The White House asserts that the documents are covered by executive
privilege. Even members of the Congressional commission that is investigating the Sept.
11 attacks on the United States have been permitted only limited access to
the documents, under highly restricted circumstances.
The staff of the Senate Intelligence Committee still has not yet been able to
strike an agreement with the White House that would allow it to review copies
of the briefings on Iraq in the months before the war, as part of its
broadened effort to compare the administration's public statements with prewar
intelligence.
A joint statement issued by Senator Pat Roberts, the Kansas Republican who is
the chairman of the Intelligence Committee, and Mr. Rockefeller said that
other new areas the panel would review would include the role played by the Iraqi
National Congress in providing information to intelligence agencies.
Some of the defectors introduced to American intelligence officers by the
exile organization, which is headed by Ahmad Chalabi, were determined to have
fabricated some of the information they shared about Iraq and its illicit
weapons, according to intelligence officials.

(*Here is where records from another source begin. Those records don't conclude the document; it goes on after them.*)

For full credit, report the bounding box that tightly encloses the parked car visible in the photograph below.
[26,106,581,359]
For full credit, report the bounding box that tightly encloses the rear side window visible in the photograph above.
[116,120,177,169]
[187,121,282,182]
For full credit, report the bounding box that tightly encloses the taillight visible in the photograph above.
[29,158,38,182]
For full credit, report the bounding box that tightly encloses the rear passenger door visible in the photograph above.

Republicans had sought for months to block any widening of the Senate
inquiry. In his own statement, Senator Rockefeller said that "a few outstanding
issues" continued to divide Republicans and Democrats on the panel, but he said the
two sides had "made a lot of progress."
"We will address the question of whether intelligence was exaggerated or
misused by reviewing statements by senior policy makers to determine if those
statements were substantiated by the intelligence," Senator Rockefeller said.